Analysis: Theresa May’s unloved Brexit plan is much like the PM herself
- Britain’s leader stuck to her guns despite widespread criticism of her and the ‘cautious’ deal for UK to leave the European Union
- EU leaders have approved the controversial deal, which tethers Britain to the bloc’s rules for years, but has yet to be presented to UK’s parliament
Sneers and scoffing have been heaped on the prime minister, yet she soldiers on. Whatever happens after Brexit – good or bad – will be because of Theresa May.
European Union leaders met on Sunday to approve May’s deal, with one declaring Britain’s withdrawal a “tragedy”.
Since May unveiled her compromise plan for leaving the EU, May has been accused of being a liar, a double-crosser and a traitor, while her Brexit plan has been condemned even by friends as a humiliation. She insists she is “doing the right thing, not the easy thing” and will “see this through”.

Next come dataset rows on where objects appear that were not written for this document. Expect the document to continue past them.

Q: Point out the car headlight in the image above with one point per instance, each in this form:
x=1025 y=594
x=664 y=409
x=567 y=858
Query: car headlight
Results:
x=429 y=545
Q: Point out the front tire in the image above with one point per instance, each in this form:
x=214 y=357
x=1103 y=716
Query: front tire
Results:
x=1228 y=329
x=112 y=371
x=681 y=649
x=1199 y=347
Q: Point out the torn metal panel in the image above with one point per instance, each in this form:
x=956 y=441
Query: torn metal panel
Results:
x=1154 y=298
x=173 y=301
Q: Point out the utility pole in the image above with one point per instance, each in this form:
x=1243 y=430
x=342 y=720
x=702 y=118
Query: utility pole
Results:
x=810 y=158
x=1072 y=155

May can be steadfast or stubborn, as well as secretive and tough, according to allies and critics. She listens, studies, decides and then cannot be moved.

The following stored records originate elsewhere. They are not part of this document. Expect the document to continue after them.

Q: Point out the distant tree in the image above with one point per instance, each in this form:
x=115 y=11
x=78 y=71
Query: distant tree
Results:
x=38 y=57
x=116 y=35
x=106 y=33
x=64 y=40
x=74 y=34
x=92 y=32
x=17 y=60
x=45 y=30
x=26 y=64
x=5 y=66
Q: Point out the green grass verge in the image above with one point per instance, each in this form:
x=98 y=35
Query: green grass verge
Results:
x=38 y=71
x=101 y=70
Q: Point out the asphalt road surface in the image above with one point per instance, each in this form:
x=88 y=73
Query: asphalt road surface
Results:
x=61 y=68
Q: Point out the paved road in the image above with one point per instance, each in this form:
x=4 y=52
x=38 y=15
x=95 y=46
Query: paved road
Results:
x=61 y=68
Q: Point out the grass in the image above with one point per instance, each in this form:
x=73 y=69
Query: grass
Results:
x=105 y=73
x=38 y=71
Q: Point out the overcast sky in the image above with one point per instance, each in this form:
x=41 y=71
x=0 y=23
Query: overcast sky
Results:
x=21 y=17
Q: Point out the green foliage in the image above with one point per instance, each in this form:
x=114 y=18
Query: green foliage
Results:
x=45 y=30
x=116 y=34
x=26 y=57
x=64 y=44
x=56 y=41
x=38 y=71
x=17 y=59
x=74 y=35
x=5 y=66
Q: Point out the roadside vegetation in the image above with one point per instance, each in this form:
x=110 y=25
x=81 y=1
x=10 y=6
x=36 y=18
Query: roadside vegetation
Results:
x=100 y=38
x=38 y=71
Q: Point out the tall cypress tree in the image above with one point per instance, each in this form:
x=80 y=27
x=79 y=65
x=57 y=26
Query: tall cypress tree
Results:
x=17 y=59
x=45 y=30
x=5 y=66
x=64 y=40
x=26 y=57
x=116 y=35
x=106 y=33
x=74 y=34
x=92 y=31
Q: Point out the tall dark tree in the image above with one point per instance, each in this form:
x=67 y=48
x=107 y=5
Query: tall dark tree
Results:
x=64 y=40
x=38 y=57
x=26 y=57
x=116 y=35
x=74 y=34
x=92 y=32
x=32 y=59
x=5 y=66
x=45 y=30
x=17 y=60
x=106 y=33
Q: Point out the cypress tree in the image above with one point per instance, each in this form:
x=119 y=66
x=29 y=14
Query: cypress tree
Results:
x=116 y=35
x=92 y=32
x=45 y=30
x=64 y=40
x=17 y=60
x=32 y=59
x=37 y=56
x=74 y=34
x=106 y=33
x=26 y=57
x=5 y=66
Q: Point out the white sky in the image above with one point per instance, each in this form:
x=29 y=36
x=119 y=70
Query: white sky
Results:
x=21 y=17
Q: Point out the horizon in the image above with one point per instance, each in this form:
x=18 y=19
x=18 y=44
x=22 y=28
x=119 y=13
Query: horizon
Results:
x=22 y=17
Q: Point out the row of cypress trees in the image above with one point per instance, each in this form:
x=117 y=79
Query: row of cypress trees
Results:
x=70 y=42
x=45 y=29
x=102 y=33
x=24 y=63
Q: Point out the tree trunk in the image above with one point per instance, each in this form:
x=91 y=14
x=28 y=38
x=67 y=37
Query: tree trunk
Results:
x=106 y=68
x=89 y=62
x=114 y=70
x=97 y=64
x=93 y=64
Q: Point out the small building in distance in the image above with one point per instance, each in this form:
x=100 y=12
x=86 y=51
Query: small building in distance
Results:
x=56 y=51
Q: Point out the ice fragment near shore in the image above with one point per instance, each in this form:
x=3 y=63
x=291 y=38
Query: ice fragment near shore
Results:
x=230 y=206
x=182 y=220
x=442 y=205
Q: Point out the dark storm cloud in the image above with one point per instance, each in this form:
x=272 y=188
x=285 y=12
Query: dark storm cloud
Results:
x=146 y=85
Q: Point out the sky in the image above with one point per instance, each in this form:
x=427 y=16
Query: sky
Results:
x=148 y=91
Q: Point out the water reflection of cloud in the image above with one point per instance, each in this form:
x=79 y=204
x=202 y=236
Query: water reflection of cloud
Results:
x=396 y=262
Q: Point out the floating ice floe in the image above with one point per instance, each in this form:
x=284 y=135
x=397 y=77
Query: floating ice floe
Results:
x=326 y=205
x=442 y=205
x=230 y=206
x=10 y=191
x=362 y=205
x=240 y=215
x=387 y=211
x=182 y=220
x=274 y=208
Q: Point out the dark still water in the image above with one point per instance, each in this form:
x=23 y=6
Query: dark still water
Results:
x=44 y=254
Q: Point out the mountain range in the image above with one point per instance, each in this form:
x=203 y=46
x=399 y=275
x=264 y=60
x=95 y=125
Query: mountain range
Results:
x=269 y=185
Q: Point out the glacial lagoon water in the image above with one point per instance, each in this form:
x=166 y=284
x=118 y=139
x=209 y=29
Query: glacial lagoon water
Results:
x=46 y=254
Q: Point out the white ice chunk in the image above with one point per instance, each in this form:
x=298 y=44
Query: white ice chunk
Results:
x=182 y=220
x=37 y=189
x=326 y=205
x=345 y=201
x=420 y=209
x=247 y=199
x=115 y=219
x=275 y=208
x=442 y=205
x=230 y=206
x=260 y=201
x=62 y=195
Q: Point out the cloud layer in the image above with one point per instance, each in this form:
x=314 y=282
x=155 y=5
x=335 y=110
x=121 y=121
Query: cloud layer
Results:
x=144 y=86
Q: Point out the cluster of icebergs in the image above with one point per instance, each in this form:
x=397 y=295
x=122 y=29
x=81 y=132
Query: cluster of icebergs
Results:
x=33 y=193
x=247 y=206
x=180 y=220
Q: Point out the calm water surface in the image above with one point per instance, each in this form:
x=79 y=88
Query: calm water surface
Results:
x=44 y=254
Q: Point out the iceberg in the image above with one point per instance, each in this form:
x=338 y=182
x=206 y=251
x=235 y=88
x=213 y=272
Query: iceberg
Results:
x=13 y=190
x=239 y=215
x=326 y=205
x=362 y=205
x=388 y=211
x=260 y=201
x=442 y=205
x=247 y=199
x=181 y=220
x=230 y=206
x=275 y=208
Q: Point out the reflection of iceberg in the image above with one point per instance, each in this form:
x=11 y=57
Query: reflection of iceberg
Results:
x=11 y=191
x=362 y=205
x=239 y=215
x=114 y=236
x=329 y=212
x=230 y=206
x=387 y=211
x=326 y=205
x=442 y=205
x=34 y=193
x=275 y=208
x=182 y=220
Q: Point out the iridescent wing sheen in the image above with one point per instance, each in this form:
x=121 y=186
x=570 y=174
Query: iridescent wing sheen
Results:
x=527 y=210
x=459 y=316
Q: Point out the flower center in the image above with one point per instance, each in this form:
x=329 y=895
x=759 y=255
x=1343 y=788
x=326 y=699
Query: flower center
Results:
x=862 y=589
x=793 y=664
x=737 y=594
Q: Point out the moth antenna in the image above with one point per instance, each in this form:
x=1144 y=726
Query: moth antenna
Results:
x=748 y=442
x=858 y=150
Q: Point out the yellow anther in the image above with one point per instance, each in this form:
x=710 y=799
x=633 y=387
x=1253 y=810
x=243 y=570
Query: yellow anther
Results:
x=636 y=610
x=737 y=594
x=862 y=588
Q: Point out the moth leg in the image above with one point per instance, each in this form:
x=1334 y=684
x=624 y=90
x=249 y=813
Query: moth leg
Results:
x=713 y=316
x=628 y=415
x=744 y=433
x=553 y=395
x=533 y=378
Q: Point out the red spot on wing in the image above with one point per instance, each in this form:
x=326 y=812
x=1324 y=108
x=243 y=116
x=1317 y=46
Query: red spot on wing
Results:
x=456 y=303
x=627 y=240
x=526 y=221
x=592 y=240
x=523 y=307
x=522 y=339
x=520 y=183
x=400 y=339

This considered, cautious Brexit is miles from the swashbuckling “global Britain” Brexit former foreign secretary Boris Johnson craved, as it tethers Britain to EU rules for years.
That is why hard core Tory Brexit supporters in mid-November threatened a no-confidence vote to try to remove her from power.

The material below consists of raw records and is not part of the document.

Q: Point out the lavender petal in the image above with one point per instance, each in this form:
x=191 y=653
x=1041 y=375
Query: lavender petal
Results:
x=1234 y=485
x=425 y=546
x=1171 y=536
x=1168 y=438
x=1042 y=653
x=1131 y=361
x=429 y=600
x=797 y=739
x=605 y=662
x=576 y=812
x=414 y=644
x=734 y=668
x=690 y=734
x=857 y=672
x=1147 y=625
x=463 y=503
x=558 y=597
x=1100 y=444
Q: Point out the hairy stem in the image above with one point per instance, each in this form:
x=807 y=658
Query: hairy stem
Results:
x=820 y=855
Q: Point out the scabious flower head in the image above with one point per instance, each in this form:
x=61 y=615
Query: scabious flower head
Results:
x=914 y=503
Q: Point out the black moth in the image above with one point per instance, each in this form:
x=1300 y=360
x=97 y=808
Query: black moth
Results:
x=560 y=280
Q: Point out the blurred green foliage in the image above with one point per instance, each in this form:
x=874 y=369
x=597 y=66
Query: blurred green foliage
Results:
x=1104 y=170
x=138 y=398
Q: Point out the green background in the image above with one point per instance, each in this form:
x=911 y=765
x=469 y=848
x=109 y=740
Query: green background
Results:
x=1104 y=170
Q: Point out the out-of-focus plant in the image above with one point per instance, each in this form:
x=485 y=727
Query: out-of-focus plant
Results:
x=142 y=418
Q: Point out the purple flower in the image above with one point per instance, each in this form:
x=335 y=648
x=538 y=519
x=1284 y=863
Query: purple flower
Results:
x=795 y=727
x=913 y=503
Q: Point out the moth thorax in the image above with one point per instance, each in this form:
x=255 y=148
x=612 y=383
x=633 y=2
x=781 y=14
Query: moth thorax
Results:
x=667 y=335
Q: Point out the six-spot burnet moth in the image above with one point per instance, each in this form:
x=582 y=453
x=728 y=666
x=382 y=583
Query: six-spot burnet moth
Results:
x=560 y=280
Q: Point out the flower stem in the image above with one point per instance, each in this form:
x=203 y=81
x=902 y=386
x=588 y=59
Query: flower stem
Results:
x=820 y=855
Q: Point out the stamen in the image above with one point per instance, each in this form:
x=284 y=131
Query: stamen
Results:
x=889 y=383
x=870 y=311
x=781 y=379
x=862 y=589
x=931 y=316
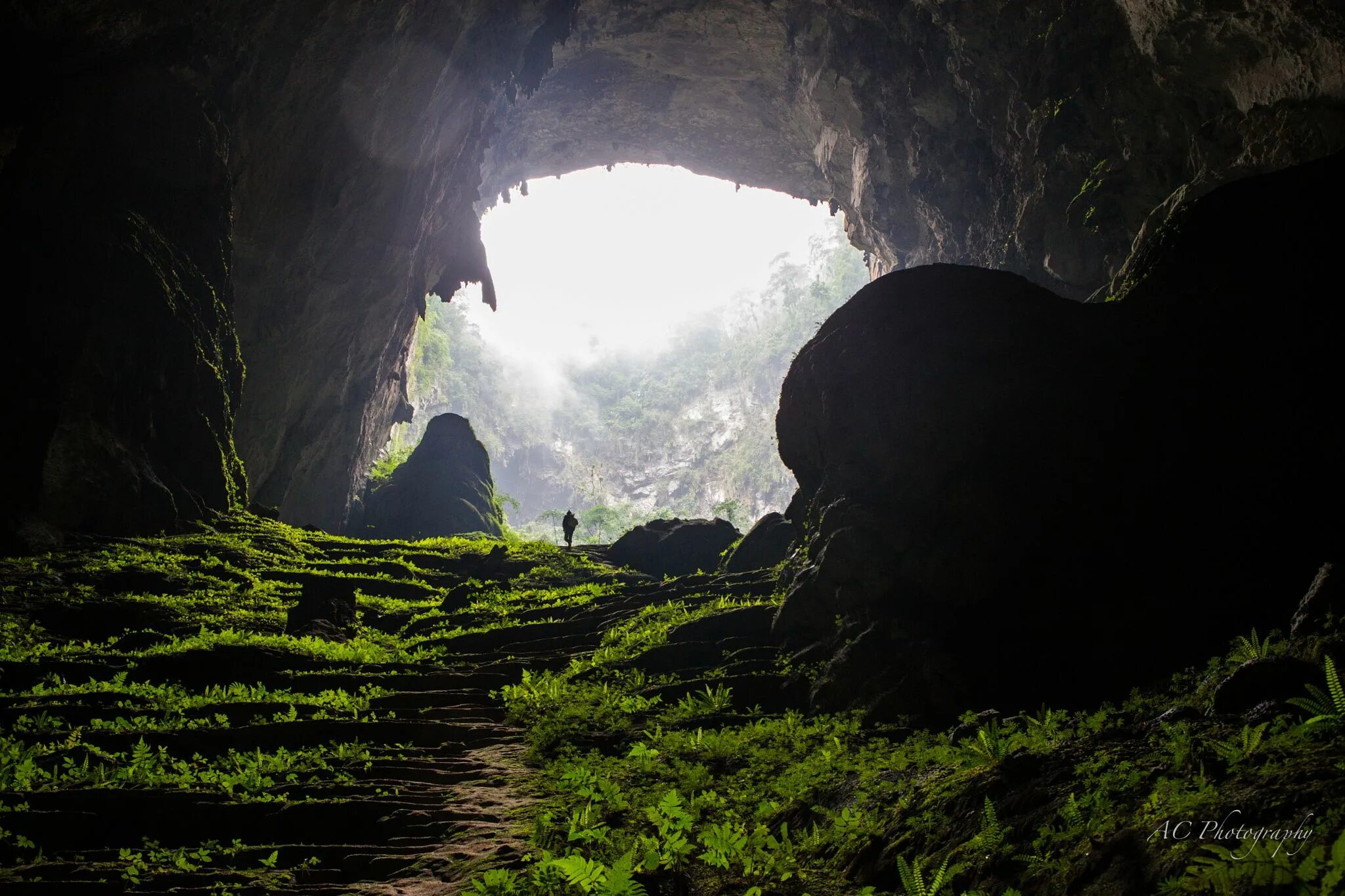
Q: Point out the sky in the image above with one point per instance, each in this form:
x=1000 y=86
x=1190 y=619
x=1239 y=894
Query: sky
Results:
x=599 y=263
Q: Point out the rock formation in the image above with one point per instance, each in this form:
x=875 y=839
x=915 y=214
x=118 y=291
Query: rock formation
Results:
x=990 y=475
x=362 y=139
x=443 y=488
x=674 y=547
x=764 y=545
x=121 y=366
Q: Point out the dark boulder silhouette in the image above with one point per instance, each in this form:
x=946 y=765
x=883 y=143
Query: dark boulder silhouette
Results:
x=443 y=488
x=1012 y=498
x=764 y=545
x=674 y=547
x=326 y=609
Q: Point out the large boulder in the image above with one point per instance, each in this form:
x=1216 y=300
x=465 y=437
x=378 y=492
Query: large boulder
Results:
x=1017 y=498
x=764 y=545
x=674 y=547
x=443 y=488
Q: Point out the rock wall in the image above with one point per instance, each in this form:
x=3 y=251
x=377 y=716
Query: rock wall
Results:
x=993 y=477
x=1038 y=137
x=444 y=488
x=121 y=363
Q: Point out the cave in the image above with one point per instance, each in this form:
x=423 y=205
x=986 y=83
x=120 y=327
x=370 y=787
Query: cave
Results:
x=1076 y=435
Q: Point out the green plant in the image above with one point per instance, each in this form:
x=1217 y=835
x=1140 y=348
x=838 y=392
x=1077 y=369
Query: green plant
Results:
x=1252 y=648
x=992 y=834
x=1239 y=748
x=707 y=700
x=1327 y=707
x=914 y=880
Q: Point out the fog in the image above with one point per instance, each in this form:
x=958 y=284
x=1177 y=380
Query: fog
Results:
x=603 y=263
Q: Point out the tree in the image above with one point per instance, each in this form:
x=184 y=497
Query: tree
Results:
x=554 y=519
x=598 y=519
x=732 y=511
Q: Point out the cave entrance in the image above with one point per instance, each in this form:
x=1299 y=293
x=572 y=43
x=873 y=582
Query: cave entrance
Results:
x=648 y=317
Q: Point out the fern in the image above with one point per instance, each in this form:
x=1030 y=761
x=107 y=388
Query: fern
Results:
x=621 y=879
x=1242 y=747
x=992 y=834
x=914 y=882
x=1327 y=707
x=580 y=872
x=1252 y=648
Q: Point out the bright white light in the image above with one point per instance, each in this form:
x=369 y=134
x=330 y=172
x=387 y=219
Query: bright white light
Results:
x=609 y=263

The plot appears to have fizzled out, but the plotters “seemingly managed the impossible”, The Guardian observed: “In less than a week, they have made Theresa May appear vaguely plausible while relegating themselves to an embarrassing, long-past-its-best, music hall act.”
Since her disastrous performance in the 2017 general-election campaign, in which she lost the Tory’s majority and had to be propped up by a single-issue unionist party in Northern Ireland, May has been called “a dead woman walking” and “the worst prime minister in recent history”.
Yet May remains and her Brexit deal survived the past two tumultuous weeks.
Arriving for a special summit in Brussels on Sunday to vote on May’s nearly 600-page Withdrawal Agreement, which spells out the terms for Britain’s exit on March 29, European Commission President Jean-Claude Juncker said it was a “sad day”.
“To see a country like Great Britain … leave the EU is not a moment of joy nor of celebration, it’s a sad moment and it’s a tragedy,” he said.
The leaders of the 27 EU states approved the agreement before being joined by May in a highly symbolic moment.
“EU27 has endorsed the Withdrawal Agreement and Political Declaration on the future EU-UK relations,” EU Council President Donald Tusk announced on Twitter.
The deal will now be voted on in the British parliament, where critics say May’s plan is doomed.
After her deal was savaged there last week, May confessed to the Daily Mail it had been “a pretty heavy couple of days”.
May wrote an open letter on her Brexit deal that was published in several Sunday newspapers.
“It will be a deal that is in our national interest – one that works for our whole country and all of our people, whether you voted ‘Leave’ or ‘Remain’,” she wrote. “It will protect the integrity of our United Kingdom and ensure that there will be no hard border between Northern Ireland and Ireland – so people can live their lives as they do now.”
When the UK leaves the EU on March 29, 2019, “it must mark the point when we put aside the labels of ‘Leave’ and ‘Remain’ for good and we come together again as one people”, May said, adding “we need to get on with Brexit now by getting behind this deal”.
Her most persistent competitor, Johnson, quit the government in July over the Brexit plan. The backbencher and Telegraph columnist recently wrote that May’s deal “does nothing to cover the embarrassment of our total defeat”.
Johnson was one of 20 government officials to abandon May.
Her former Brexit secretary Dominic Raab, who also abruptly resigned, said on Friday May’s deal is “even worse” than staying in the EU.
Those who know May say she never thought Brexit could be a glorious rebirth.
Instead, they say she sought to mitigate possible disaster after Britons voted to leave the world’s richest free-trade zone.
“At least it ends the damaging uncertainty,” is how a Financial Times column put it.
Rosa Prince, author of Theresa May: The Enigmatic Prime Minister, said May’s uncompromising style has not always gone down well in Westminster but the public has come to admire it.
When Conservative lawmaker Ken Clarke called May a “bloody difficult woman”, Prince said May “took that like a badge of honour, because he was treating her as an equal”.